Their overexpression strain has the following genotype:
arg4∆/∆ his1∆/∆ ura3∆/∆ efh1::ARG4/efh1::HIS1 adh1::P-EFH1::URA3/ADH1.
This strain is deleted for ARG4, HIS1, and URA3, two markers ARG4 and HIS1 are used to disrupt EFH1 and URA3 is introduced into the ADH1 locus along with the complementing EFH1 allele. Since C. albicans is diploid this strain has 1 copy of ARG4, HIS, URA3, ADH1, and EFH1; 2 copies of LEU2. Also, note that URA3 is expressed from different sites in the genome.

So the mutant and complemented strain they are comparing differ in EFH1 (important, this is what you are testing); LEU2 and ADH1 copy numbers and site of URA3 integration (inportant, these can confound your results since they are genetic differences). So we have the authors hypothesis Efh1 protein levels control C. albicans growth levels in the intestine. But we can consider other hypotheses, how about loss of one copy of ADH1 reduces C. albicans growth in the intestine and there is no complementation whatsoever. If we inhibit cell wall synthesis in the efh1∆/∆ mutant, growth will be reduced but that doesn't mean Efh1 protein promotes cell wall synthesis.
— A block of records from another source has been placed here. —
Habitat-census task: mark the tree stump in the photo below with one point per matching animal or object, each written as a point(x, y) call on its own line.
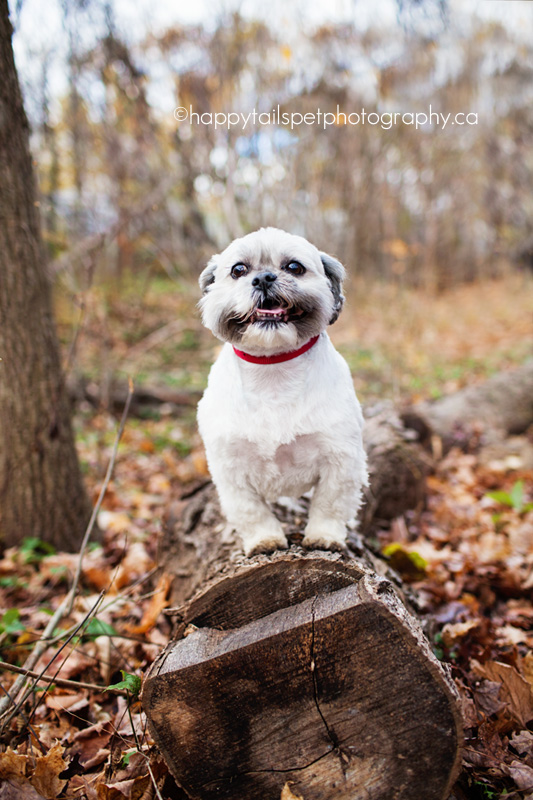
point(295, 675)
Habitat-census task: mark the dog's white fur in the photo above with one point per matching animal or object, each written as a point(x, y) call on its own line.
point(274, 430)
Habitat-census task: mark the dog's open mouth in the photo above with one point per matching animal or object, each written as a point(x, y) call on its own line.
point(274, 311)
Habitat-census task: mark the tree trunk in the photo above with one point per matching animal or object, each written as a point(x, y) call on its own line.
point(295, 675)
point(41, 491)
point(487, 412)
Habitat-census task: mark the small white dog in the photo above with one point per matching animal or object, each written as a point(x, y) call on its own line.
point(279, 416)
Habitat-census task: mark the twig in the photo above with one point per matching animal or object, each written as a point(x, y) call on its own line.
point(33, 658)
point(40, 647)
point(101, 496)
point(154, 339)
point(65, 608)
point(63, 682)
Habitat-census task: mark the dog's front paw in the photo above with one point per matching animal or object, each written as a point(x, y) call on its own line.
point(329, 535)
point(264, 543)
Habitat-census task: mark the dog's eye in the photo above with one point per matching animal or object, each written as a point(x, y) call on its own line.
point(238, 270)
point(294, 268)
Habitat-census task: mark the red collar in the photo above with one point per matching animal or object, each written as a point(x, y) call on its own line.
point(277, 359)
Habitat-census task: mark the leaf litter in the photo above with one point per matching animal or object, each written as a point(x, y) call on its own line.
point(468, 557)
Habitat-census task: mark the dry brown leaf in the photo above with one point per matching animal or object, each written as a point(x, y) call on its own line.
point(288, 794)
point(134, 789)
point(156, 605)
point(516, 691)
point(13, 790)
point(457, 630)
point(521, 774)
point(12, 765)
point(45, 778)
point(522, 742)
point(526, 667)
point(136, 563)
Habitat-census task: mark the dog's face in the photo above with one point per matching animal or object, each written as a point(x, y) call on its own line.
point(270, 292)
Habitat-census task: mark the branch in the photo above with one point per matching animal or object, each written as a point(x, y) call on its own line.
point(63, 682)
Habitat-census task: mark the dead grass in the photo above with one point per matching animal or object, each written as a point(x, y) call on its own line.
point(406, 345)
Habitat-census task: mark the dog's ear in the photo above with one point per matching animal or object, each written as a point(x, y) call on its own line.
point(335, 273)
point(207, 277)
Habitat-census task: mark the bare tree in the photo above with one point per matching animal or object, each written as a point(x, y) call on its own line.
point(41, 490)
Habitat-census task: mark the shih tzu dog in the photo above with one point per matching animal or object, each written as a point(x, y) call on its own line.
point(279, 416)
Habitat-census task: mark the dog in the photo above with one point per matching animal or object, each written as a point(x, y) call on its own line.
point(280, 416)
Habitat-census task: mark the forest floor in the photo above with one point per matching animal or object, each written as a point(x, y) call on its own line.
point(468, 555)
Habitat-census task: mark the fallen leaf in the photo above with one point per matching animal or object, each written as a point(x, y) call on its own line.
point(288, 794)
point(457, 630)
point(521, 774)
point(516, 691)
point(522, 742)
point(155, 606)
point(13, 790)
point(12, 765)
point(45, 778)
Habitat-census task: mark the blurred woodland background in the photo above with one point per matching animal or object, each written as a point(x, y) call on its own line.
point(134, 203)
point(435, 227)
point(127, 189)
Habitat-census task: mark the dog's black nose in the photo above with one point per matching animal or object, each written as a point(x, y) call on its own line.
point(263, 280)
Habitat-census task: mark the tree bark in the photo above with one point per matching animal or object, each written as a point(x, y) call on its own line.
point(295, 675)
point(41, 490)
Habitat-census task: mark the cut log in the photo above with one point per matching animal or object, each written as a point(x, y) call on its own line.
point(298, 674)
point(501, 406)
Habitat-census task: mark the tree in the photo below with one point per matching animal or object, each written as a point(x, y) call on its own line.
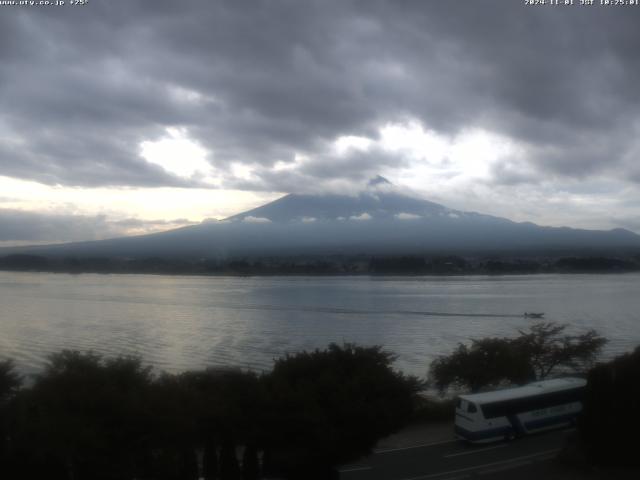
point(548, 348)
point(487, 361)
point(331, 406)
point(535, 354)
point(10, 380)
point(609, 425)
point(84, 417)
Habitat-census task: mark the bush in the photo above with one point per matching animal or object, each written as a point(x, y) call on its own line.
point(610, 423)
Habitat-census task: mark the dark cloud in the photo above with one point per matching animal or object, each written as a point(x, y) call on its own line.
point(18, 226)
point(259, 82)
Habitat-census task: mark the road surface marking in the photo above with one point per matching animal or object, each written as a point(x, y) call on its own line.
point(387, 450)
point(471, 452)
point(485, 465)
point(354, 469)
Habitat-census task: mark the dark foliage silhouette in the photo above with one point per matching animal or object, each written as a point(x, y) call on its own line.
point(89, 417)
point(610, 422)
point(535, 354)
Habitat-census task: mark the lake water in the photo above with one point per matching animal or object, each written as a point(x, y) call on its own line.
point(177, 323)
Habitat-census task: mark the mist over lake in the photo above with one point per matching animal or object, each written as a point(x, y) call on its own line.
point(177, 323)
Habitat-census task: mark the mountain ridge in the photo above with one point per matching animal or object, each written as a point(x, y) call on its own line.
point(380, 220)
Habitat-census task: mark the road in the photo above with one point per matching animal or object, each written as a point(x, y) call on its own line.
point(455, 460)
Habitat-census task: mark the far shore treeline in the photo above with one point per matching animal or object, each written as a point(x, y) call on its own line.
point(330, 265)
point(85, 416)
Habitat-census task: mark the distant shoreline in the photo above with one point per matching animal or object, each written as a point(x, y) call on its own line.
point(383, 266)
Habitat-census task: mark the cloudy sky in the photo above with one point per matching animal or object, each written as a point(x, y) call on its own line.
point(122, 117)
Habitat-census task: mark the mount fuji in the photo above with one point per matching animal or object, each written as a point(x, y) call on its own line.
point(379, 220)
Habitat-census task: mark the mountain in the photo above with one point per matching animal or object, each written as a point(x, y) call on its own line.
point(381, 219)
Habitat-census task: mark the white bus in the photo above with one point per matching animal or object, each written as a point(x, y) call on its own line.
point(509, 413)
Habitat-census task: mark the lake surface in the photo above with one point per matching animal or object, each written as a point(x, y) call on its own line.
point(177, 323)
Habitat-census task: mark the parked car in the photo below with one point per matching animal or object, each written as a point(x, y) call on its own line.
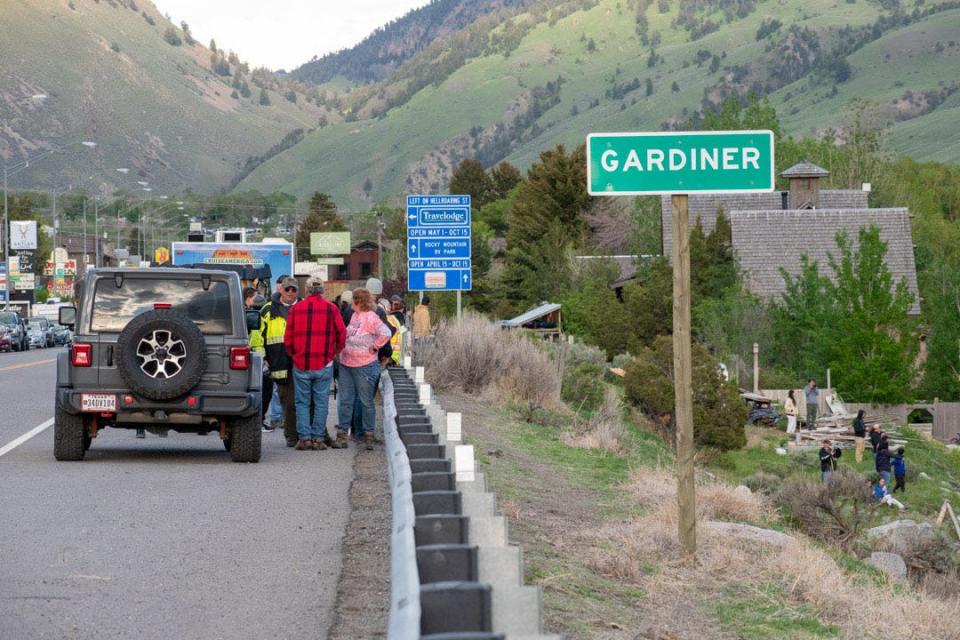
point(46, 329)
point(160, 349)
point(61, 335)
point(12, 326)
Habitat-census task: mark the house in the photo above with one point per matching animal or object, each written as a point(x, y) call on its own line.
point(770, 231)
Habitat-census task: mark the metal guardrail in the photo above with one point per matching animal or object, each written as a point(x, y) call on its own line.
point(404, 574)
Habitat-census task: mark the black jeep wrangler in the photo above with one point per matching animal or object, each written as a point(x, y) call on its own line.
point(158, 349)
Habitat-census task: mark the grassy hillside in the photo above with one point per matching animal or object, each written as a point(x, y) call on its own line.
point(109, 75)
point(505, 102)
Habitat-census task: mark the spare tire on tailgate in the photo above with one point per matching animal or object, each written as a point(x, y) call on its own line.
point(161, 354)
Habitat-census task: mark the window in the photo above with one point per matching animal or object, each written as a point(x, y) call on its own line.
point(114, 307)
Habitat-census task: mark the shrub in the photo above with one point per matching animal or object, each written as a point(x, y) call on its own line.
point(718, 412)
point(477, 354)
point(765, 483)
point(172, 37)
point(604, 430)
point(835, 513)
point(583, 386)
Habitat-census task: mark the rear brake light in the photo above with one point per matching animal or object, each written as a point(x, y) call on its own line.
point(81, 355)
point(239, 357)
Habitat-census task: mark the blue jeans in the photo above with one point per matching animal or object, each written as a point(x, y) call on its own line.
point(276, 409)
point(312, 387)
point(886, 478)
point(358, 384)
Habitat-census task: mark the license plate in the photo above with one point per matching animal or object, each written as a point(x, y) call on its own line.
point(98, 402)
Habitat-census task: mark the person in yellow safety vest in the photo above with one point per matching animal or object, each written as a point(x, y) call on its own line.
point(273, 326)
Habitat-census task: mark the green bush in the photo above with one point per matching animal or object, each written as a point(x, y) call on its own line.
point(718, 412)
point(763, 482)
point(583, 386)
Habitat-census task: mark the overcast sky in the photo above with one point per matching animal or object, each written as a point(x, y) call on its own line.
point(285, 33)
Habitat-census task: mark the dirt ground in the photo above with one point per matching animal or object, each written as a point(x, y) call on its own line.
point(555, 520)
point(363, 594)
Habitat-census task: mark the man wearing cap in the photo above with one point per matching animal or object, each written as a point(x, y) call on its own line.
point(273, 326)
point(314, 336)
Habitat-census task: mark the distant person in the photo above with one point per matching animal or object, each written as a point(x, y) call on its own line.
point(875, 437)
point(273, 326)
point(314, 336)
point(249, 295)
point(899, 464)
point(790, 408)
point(882, 495)
point(859, 434)
point(360, 368)
point(883, 462)
point(828, 461)
point(421, 318)
point(813, 400)
point(346, 306)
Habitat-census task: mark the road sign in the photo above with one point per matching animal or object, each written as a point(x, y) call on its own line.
point(633, 164)
point(439, 246)
point(330, 243)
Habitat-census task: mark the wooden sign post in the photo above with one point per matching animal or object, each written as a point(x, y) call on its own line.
point(678, 163)
point(682, 377)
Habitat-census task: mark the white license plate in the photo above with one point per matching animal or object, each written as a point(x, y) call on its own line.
point(98, 402)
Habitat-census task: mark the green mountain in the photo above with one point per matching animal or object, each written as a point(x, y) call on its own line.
point(564, 68)
point(380, 53)
point(119, 73)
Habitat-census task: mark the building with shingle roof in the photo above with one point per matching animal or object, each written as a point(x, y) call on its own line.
point(772, 230)
point(767, 241)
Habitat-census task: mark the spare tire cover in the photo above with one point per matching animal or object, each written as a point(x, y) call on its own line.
point(161, 354)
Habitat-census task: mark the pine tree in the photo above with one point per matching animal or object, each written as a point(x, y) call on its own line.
point(322, 217)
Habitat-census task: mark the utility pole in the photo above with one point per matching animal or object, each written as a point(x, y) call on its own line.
point(682, 378)
point(6, 241)
point(84, 234)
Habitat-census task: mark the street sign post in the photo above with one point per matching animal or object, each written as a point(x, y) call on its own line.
point(439, 246)
point(635, 164)
point(677, 164)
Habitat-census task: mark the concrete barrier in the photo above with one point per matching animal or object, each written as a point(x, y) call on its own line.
point(470, 579)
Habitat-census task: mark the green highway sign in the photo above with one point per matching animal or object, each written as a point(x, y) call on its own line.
point(636, 164)
point(330, 243)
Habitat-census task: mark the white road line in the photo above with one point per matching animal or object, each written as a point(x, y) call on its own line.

Based on the way the experiment was done, I do not find a strong evidence that the authors actually did get any complementation. This gets back to an earlier premise I made in the first journal club, when you get unexpected or novel results, the bar is higher to ensure you are likely correct. This paper establishes some new approaches to study C. abicans intestinal colonization, but fails to reach the level of rigor to establish the surprising result that Efh1 protein controls the levels of growth of C. albicans in the intestine.